Via the KBS World Sounds of Korea program I discovered the gugak a cappella group from Korea today. From the program web page:
A gugak band named Toris토리스 was formed to bring all these different tori pieces from various regions and make music that can be enjoyed by everyone. Toris is also the only gugak a cappella group in Korea. The group, formed in 2009, is comprised of vocalists specializing in pansori, Korean folk songs, and a cappella. Let’s begin this week’s episode with Toris singing “Saetaryeong새타령” or “Bird Song,” a folk song from the southern region.
Today, after making home-made kimchi, my partner and I decided to listen to this podcast on Sinica about the history of the chile pepper in China.
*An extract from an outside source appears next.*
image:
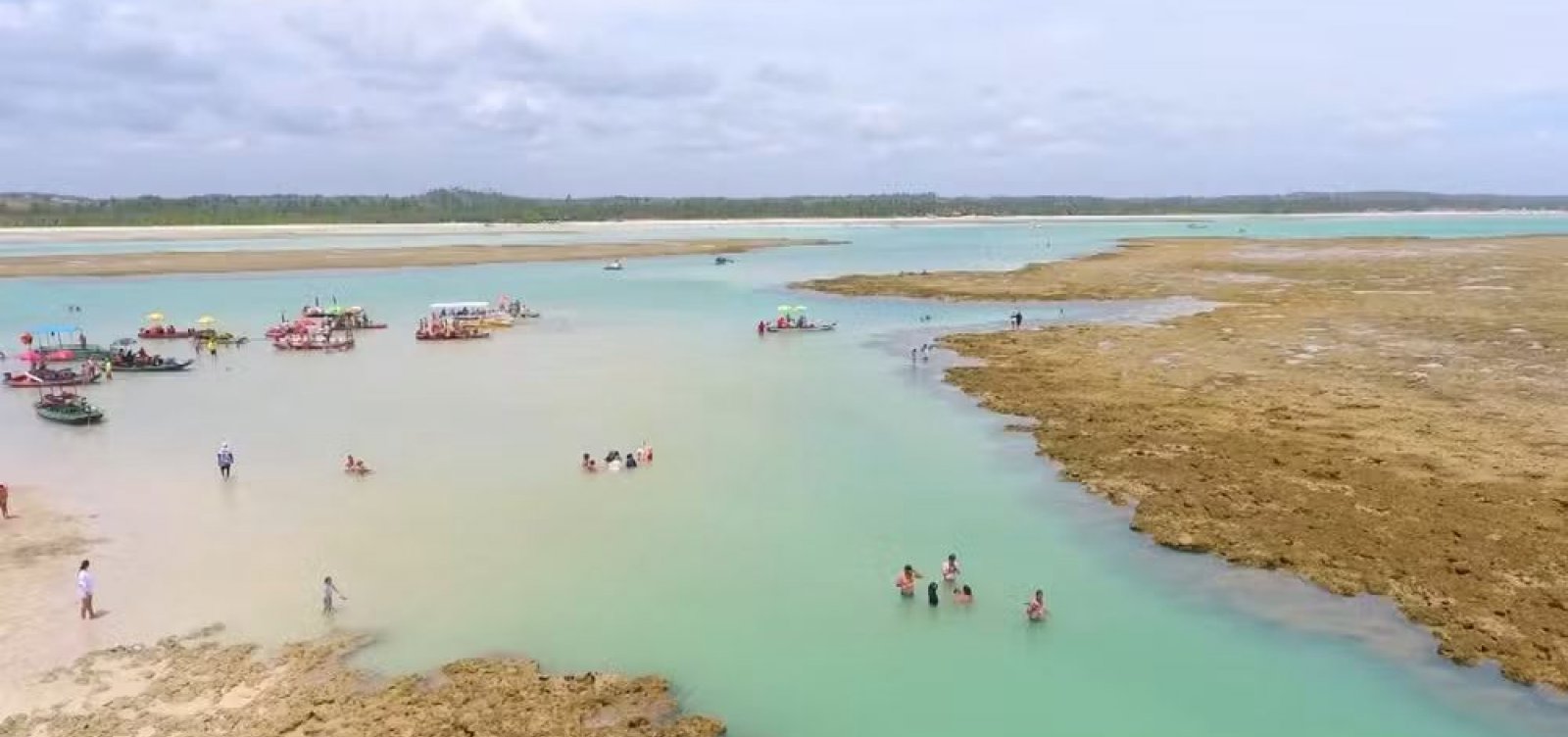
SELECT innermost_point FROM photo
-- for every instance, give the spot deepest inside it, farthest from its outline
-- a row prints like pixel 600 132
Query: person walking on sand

In the episode Kaiser Kuo talks with historian Brian R. Dott about his latest book “The Chili Pepper in China: A Cultural Biography.” A summary from the book’s web page:
Brian R. Dott explores how the nonnative chile went from obscurity to ubiquity in China, influencing not just cuisine but also medicine, language, and cultural identity. He details how its versatility became essential to a variety of regional cuisines and swayed both elite and popular medical and healing practices. Dott tracks the cultural meaning of the chile across a wide swath of literary texts and artworks, revealing how the spread of chiles fundamentally altered the meaning of the term spicy. He emphasizes the intersection between food and gender, tracing the chile as a symbol for both male virility and female passion. Integrating food studies, the history of medicine, and Chinese cultural history, The Chile Pepper in China sheds new light on the piquant cultural impact of a potent plant and raises broader questions regarding notions of authenticity in cuisine.